“What I believe about God is the most important thing about me” --A.W. Tozer
As I looked across the table at her, I could still see the pain in her eyes. She had been rejected years ago, but the hurt was still fresh. Linda Sullivan, my mother-in-law had grown up in a Christian family and had harbored dreams of working with young children, showing them the love of Christ. She met a young man at a Christian youth camp and soon married him. He was going to be a lawyer, but he could have been a pastor. That’s how people felt about him. When they both walked down the aisle it would be the beginning of a great life together.
But, Linda’s dreams were shattered only a few years into her marriage. She was pregnant with their third child when her husband announced that he was walking out on the marriage. He was in love with someone else. Another man.

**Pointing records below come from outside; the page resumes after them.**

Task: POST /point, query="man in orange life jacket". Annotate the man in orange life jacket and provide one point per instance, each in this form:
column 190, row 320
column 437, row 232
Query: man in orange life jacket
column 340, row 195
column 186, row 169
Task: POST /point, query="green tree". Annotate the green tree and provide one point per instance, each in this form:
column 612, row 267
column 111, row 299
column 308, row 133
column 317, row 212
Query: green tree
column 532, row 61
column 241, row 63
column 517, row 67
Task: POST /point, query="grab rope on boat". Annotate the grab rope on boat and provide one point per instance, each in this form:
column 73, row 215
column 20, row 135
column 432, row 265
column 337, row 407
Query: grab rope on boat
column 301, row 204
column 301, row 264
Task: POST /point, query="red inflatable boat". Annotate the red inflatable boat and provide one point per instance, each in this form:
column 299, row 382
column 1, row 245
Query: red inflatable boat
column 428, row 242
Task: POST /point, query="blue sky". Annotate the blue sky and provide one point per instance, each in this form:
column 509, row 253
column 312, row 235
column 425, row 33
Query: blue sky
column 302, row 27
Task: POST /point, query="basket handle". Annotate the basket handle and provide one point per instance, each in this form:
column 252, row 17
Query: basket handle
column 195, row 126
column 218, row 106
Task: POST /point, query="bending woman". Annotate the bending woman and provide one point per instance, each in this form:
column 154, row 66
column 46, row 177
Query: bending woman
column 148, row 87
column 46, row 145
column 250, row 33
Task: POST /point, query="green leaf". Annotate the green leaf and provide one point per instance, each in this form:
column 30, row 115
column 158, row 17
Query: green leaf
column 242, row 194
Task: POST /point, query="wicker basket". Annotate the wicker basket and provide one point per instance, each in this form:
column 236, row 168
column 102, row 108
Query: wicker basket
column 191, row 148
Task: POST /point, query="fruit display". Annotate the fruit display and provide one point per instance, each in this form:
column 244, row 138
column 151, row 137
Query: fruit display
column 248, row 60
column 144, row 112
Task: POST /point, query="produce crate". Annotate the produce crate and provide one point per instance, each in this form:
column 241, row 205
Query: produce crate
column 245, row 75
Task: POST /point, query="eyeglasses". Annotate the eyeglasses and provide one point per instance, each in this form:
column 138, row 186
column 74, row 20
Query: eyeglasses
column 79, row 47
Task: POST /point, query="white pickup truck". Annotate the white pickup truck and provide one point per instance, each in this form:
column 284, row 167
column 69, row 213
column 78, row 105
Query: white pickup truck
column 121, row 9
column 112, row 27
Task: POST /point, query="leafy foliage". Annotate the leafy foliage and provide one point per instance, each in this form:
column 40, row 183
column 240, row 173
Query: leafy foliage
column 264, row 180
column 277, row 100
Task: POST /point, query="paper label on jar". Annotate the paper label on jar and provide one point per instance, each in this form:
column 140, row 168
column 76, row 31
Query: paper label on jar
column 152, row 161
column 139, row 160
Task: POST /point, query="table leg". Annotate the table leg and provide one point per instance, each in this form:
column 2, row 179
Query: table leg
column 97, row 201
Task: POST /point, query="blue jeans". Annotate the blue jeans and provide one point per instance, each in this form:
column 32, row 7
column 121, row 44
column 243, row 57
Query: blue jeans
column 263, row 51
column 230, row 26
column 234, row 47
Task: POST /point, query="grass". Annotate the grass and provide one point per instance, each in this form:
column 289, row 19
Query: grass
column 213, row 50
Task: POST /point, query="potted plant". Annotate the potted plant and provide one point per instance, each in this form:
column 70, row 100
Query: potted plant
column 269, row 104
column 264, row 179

When I look at her to this day, I see a survivor, a woman who has been through life’s worst trials. Linda had to work two jobs to support her children. She saw two of her children get involved in drugs and alcohol abuse. And three years ago, she nearly died from a quadruple bypass.
When I first heard my mother-in-law’s story, my first thought was, That’s really unfair! All she wanted was a good, Christian family and instead she had to patch together a dysfunctional survival.
When God Isn’t Fair
In a parable He shared with his disciples, Jesus seemed to suggest the very notion the Heavenly Father does not always deal with his children in a way that seem equitable. In Matthew 20, Jesus paints a portrait of the Kingdom that looks and sounds so patently unjust that were it a reality today, most Christians would scream out at the injustice. But, amazingly, Jesus used this as a picture of how God deals with His children.
Jesus tells the story of a farmer, who represents God. Needing to harvest a bumper crop in his vineyard, he goes into the marketplace and hires a crew of laborers. He promises them a fair day’s wage.
Later in the day, he realizes he’ll need more help. So he again goes to the marketplace and hires a few more men looking for work.
He does this several more times and hires his last crew with just an hour of harvesting remaining. But at the end of the day, the master of the vineyard gave each worker the same pay, regardless of how long they worked.
In our world this seems patently unfair. But, when we look at this story through the lens of grace, instead of the unbending scales of justice, we begin to understand the difference between our thinking and God’s. Jesus made the careful, firm argument that what is fair to man isn’t always right in the eyes of God.
You and I would say those who toiled the hardest and longest should be rewarded more. But Jesus saw it differently. Those ungrateful workers might have well been unemployed if not for the opportunity presented by the master of the vineyard.